ECOFIN: Romania, via libera al nuovo Piano Nazionale di Ripresa e Resilienza/Romania-Moldova: il premier Alexandru Munteanu in visita a Bucarest/Erasmus+: la vicepresidente della Commissione Europea, Roxana Mînzatu, bilancio di oltre 5 miliardi di euro per mobilità, formazione e progetti educativi in tutta l'Europa nel 2026

13.11.2025 (aggiornamento)
13.11.2025 (aggiornamento)

, 13.11.2025, 18:48

PNRR – Nell’ambito del Consiglio Affari Economici e Finanziari di Bruxelles, la Romania ha ottenuto l’approvazione del Piano Nazionale di Ripresa e Resilienza rivisto. Lo ha annunciato il Ministero delle Finanze, precisando che il nuovo PNRR  ha un valore complessivo di 21,41 miliardi di euro, di cui 13,5 miliardi di euro a fondo perduto e 7,8 miliardi di euro  prestiti. Il piano è configurato su sei richieste di pagamento, di cui tre già inoltrtate. Il numero dei traguardi e degli obiettivi è stato ridotto da 518 a 390, senza diminuire l’ambizione delle riforme assunte.

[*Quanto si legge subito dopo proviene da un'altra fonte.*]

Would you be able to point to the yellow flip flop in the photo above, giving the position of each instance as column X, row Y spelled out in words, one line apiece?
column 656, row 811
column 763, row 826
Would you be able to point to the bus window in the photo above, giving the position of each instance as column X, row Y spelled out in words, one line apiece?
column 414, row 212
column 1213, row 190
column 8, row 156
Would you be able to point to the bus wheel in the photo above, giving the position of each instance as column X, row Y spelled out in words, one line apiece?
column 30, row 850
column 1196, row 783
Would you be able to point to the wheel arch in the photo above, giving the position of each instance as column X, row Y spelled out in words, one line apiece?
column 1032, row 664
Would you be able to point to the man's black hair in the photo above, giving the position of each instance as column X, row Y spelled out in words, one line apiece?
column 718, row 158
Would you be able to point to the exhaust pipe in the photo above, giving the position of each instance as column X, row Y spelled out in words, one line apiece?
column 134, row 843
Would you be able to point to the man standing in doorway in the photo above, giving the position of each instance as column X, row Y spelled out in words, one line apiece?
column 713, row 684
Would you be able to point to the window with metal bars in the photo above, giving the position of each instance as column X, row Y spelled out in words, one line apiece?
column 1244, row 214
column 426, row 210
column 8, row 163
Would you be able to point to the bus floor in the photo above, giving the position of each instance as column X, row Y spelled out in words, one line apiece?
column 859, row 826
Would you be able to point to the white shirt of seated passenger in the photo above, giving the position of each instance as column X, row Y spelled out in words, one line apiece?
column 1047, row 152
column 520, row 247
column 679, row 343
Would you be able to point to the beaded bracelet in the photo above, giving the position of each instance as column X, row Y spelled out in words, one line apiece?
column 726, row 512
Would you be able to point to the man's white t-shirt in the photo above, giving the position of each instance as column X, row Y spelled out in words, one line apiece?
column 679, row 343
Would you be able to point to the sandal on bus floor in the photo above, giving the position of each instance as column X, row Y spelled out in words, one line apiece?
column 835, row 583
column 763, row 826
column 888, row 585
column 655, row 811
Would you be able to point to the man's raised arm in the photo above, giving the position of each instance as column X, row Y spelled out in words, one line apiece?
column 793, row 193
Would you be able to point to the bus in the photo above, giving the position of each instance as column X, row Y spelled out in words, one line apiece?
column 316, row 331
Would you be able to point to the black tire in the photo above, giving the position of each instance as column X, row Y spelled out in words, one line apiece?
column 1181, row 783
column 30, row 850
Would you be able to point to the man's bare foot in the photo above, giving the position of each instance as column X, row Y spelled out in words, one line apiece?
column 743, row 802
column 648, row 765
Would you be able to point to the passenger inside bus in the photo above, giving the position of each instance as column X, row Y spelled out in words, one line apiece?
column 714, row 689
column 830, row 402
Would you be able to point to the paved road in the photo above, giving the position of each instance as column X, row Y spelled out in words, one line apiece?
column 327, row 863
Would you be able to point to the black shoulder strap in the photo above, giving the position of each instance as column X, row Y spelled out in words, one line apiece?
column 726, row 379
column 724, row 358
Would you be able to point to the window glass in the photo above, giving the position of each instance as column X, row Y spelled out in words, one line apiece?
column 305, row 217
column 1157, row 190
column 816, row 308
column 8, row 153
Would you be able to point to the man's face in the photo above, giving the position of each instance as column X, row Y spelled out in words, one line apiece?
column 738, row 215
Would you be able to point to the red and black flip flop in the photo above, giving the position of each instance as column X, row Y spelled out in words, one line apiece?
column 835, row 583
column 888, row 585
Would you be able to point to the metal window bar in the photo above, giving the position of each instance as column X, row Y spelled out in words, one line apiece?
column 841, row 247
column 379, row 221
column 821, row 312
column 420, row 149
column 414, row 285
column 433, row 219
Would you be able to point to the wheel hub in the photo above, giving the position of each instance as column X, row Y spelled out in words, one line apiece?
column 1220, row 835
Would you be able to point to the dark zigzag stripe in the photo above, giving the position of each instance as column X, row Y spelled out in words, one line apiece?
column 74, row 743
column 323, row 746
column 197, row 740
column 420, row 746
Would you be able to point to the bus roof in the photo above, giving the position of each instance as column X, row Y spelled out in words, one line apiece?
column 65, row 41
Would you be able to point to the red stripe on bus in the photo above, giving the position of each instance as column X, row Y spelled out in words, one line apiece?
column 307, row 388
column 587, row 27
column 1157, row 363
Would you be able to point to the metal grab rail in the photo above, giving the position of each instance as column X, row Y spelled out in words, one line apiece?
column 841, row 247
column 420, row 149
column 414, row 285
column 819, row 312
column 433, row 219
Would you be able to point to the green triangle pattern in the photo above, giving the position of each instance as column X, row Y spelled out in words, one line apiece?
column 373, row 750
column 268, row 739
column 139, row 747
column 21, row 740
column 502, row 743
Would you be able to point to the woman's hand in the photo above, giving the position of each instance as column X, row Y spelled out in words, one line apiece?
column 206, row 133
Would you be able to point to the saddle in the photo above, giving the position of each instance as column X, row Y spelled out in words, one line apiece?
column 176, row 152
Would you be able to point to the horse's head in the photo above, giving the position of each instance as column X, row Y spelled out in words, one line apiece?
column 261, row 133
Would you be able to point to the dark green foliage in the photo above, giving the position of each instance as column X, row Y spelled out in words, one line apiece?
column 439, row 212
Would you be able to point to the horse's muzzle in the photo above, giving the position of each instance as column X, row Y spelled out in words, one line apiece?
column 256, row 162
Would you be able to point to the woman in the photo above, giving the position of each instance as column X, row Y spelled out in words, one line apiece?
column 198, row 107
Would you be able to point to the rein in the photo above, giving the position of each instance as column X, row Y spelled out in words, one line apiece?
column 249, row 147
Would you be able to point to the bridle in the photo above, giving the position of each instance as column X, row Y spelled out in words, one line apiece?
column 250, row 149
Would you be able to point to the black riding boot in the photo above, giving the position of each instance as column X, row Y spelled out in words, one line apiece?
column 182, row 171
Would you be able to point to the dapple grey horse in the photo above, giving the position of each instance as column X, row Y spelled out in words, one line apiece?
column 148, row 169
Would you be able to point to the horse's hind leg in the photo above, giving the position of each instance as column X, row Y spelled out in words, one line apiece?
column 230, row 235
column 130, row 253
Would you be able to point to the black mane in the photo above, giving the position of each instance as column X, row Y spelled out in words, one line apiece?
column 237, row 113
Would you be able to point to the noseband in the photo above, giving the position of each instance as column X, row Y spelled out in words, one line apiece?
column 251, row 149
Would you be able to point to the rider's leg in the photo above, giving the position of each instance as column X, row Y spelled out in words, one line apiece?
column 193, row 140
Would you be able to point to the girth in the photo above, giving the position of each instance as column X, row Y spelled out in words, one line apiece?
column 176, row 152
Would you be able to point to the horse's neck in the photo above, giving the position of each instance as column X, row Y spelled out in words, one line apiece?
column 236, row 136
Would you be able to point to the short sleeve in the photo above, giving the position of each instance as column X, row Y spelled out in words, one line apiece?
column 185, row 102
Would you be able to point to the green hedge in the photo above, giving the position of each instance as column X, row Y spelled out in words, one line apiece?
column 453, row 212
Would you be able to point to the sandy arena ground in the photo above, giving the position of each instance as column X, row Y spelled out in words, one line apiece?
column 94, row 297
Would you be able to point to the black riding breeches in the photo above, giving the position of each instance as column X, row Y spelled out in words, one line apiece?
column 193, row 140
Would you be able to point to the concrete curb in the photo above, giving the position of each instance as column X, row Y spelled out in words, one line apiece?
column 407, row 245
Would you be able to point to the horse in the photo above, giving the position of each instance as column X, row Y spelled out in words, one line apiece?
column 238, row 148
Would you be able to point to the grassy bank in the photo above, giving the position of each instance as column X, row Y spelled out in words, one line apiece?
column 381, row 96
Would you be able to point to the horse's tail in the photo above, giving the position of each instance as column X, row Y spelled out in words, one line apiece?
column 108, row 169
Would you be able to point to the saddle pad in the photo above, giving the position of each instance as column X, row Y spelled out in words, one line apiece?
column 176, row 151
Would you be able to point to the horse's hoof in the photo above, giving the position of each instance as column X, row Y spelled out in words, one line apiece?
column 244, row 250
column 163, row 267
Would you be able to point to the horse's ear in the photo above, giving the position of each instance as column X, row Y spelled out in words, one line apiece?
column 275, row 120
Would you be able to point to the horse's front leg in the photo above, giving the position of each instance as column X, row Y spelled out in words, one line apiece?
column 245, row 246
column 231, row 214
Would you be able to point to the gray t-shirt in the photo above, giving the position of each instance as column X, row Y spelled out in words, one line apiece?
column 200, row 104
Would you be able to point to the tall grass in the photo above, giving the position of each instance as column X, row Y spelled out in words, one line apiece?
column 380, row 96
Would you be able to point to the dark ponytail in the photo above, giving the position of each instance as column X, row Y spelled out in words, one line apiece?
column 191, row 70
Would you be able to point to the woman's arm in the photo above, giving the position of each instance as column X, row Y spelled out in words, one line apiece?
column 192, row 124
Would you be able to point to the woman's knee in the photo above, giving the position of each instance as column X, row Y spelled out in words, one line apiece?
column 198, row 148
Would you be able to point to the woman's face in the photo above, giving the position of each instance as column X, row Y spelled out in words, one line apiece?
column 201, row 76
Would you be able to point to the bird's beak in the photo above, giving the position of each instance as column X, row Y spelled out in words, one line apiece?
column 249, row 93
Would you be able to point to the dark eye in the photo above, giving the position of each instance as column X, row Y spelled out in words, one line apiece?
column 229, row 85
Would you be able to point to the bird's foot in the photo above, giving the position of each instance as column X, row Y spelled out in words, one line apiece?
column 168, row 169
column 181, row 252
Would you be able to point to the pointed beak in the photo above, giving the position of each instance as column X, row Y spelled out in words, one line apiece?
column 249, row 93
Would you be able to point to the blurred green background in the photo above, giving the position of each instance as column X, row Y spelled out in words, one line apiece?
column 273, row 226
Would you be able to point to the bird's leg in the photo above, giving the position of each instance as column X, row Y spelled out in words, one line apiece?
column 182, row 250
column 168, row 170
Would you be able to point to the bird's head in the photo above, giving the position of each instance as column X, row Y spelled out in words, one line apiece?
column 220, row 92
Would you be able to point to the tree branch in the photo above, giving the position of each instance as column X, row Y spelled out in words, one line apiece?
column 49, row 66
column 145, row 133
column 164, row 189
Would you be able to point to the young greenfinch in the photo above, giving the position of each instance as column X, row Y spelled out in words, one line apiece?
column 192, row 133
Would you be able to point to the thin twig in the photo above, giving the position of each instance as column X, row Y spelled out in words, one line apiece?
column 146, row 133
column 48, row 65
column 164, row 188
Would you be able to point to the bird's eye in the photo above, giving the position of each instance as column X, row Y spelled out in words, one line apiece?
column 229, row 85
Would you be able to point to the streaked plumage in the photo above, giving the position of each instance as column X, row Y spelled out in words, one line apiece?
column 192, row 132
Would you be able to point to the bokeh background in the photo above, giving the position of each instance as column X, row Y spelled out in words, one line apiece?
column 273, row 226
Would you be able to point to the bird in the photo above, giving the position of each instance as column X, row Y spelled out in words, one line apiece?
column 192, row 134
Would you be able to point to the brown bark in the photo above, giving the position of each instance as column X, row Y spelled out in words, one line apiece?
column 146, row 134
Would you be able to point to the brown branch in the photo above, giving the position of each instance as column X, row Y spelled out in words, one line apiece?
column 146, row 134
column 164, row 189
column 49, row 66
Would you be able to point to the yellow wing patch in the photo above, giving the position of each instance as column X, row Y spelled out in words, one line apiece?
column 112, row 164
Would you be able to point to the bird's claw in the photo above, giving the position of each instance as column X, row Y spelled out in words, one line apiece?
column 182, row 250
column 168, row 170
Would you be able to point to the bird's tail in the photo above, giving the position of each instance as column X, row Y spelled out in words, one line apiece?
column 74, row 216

Le modifiche hanno mirato principalmente a eliminare gli investimenti con rischio di mancata attuazione, il trasferimento di alcuni progetti in fase di esecuzione dalla componente prestiti a quella basata su sovvenzioni, nonchè l’introduzione di una serie di investimenti ad alto impatto economico e sociale, come la capitalizzazione della Banca per gli Investimenti e lo Sviluppo o l’acquisto di ambulanze per il Dipartimento per le Situazioni di Emergenza. “Siamo riusciti a concordare una struttura semplificata del piano, attraverso la quale riduciamo la pressione sul bilancio dello stato, diminuendo la componente prestiti e garantendo una migliore attuazione delle riforme necessarie per la competitività dell’economia romena”, ha precisato il ministro delle Finanze, Alexandru Nazare, presente alla riunione ECOFIN. Nazare ha spiegato che, attraverso il PNRR, la Romania ha ricevuto finora 10,7 miliardi di euro e che dovrebbe ricevere la stessa somma entro la fine del prossimo anno.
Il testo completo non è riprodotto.